Dominador absoluto de la temporada de cyclo-cross (ha ganado 32 de las 34 carreras que ha disputado), el hijo de Adrie Van der Poel y nieto de Poulidor, ha puesto en evidencia muchas de las leyes del ciclismo en solo una semana que ha disputado sus tres primeras carreras del World Tour (Gante-Wevelgen 4º, A Través de Flandes 1º y Tour de Flandes 4º). Ante esos resultados, el rendimiento exhibido y sobre todo gracias al desparpajo de sus acciones, los aficionados se han dado cuenta que existe otra dimensión más allá de lo que nos hemos acostumbrado. Se ha comprobado que en el ciclismo metódico y calculador impuesto por el sistema, aún hay espacio para la aventura y el riesgo, y que además resulta mucho más excitante y no tiene por que ser una apuesta perdedora. Hasta ahora a ningún favorito se le ocurriría comenzar a atacar en solitario a falta de 40, 50 o 70 kilómetros como lo hizo Mathieu en el G.P. de Denain o en la carrera A Través de Flandes. Lo primero que hacen todos es poner a tirar a sus equipos y reducir su protagonismo a unos pocos kilómetros. Mathieu no puede permitirse ese lujo porque sencillamente no tiene equipo y ha demostrado que tampoco es un factor decisivo como se pregona en demasiadas ocasiones. Lejos de lamentarse por ello se inventa sus propias alternativas que normalmente pasan por el ataque.
Cualquiera que en el Tour de Flandes se hubiera dado el trompazo que ayer se dio el holandés hubiera echado la toalla o incluso hubiera tenido el pretexto perfecto para retirarse de la contienda porque pocos podrían imaginar que, lanzada la carrera, podría recuperar el tiempo perdido, más de un minuto. Van der Poel no sólo enlazó con el grupo de cabeza tras casi 20 kilómetros de persecución en solitario, si no que en un alarde de recuperación y de fuerzas, se permitió el lujo de coronar el Patenberg, el último repecho de la carrera, por delante de todos los favoritos y solo por detrás de Alberto Bettiol que se había marchado poco antes de forma fulgurante a por la victoria, la primera en el campo profesional, algo también realmente llamativo.

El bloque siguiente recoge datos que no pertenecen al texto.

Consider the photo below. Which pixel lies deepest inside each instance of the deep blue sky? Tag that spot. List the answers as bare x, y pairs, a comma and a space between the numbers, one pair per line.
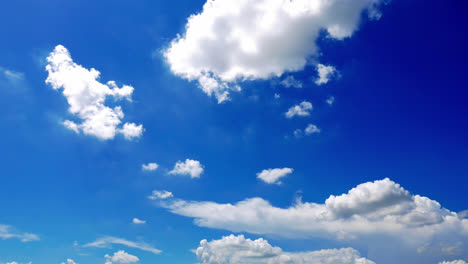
400, 112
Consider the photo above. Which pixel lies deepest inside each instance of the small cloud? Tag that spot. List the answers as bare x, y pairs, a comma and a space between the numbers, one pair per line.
121, 257
302, 109
152, 166
325, 74
290, 81
160, 195
272, 176
138, 221
189, 167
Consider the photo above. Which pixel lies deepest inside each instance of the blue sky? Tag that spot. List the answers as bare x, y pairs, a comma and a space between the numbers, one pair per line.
397, 77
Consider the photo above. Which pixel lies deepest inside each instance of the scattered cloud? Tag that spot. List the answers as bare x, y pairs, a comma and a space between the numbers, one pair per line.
189, 167
69, 261
138, 221
369, 212
273, 176
160, 195
108, 241
86, 97
121, 257
230, 42
150, 166
302, 109
325, 74
238, 249
8, 232
290, 81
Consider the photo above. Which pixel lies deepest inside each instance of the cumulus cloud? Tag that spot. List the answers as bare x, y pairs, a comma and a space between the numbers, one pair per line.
376, 212
302, 109
86, 97
290, 81
273, 176
189, 167
69, 261
160, 195
108, 241
233, 41
238, 249
325, 74
150, 166
121, 257
138, 221
8, 232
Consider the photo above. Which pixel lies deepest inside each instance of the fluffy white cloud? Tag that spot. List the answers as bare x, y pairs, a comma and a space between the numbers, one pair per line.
302, 109
121, 257
311, 129
69, 261
106, 242
325, 74
239, 250
160, 195
189, 167
150, 166
7, 232
138, 221
290, 81
232, 41
86, 97
273, 176
377, 213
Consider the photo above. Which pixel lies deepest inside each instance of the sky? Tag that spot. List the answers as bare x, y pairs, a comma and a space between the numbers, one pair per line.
243, 132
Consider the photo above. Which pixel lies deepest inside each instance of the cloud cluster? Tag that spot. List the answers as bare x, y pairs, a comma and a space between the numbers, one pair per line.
160, 195
232, 41
302, 109
150, 166
371, 211
273, 176
108, 241
189, 167
7, 232
239, 250
86, 97
121, 257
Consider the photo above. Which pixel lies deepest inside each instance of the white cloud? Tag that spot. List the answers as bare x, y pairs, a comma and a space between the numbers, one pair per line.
377, 213
290, 81
160, 195
189, 167
311, 129
325, 74
121, 257
238, 249
8, 232
233, 41
106, 242
302, 109
86, 97
152, 166
138, 221
273, 176
69, 261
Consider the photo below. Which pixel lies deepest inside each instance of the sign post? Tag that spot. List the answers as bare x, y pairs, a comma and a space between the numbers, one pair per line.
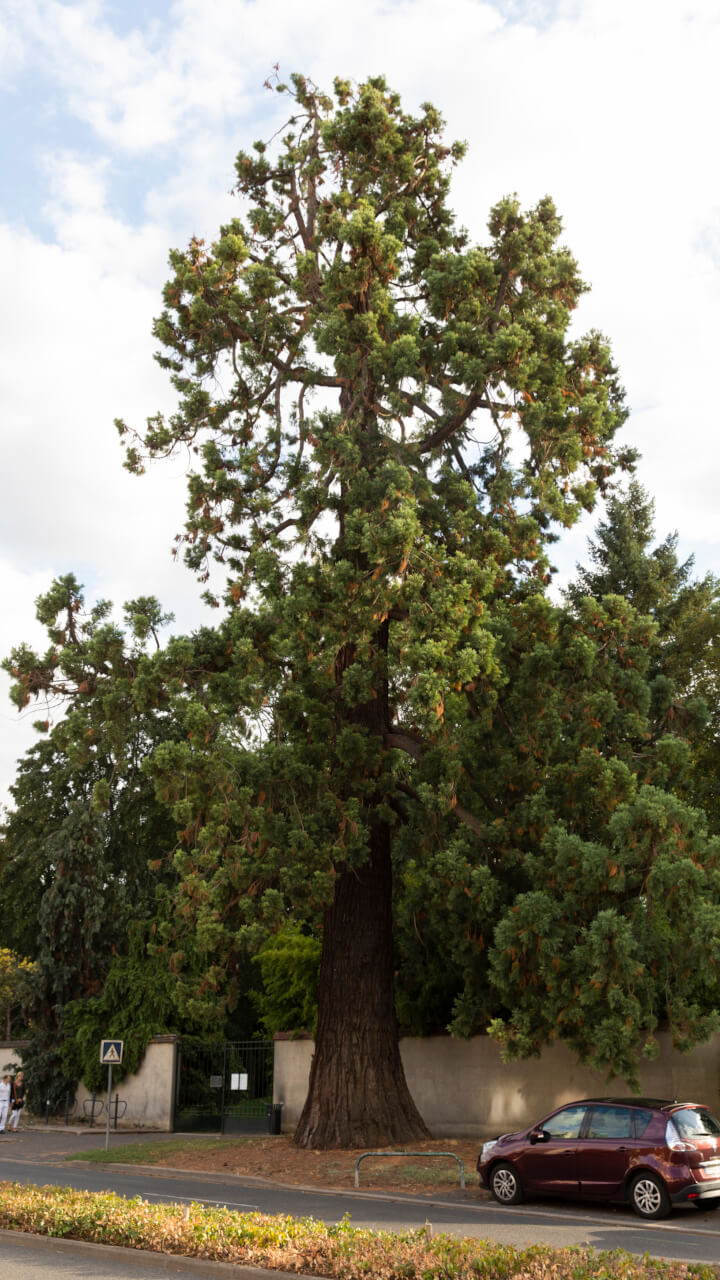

Ante el alucinante rendimiento de Van der Poel y la sensación que está causando, todo el mundo ha comenzado a compararlo con su padre, Adrie, y su abuelo, Raymond Poulidor. Tratándose de un prodigio ningún pronóstico sería desmesurado, pero de momento Mathieu está aportando mucho más que unos resultados deslumbrantes, la evidencia de que el ciclismo nunca debería dejar de ser un juego, y si es de niños como él mejor.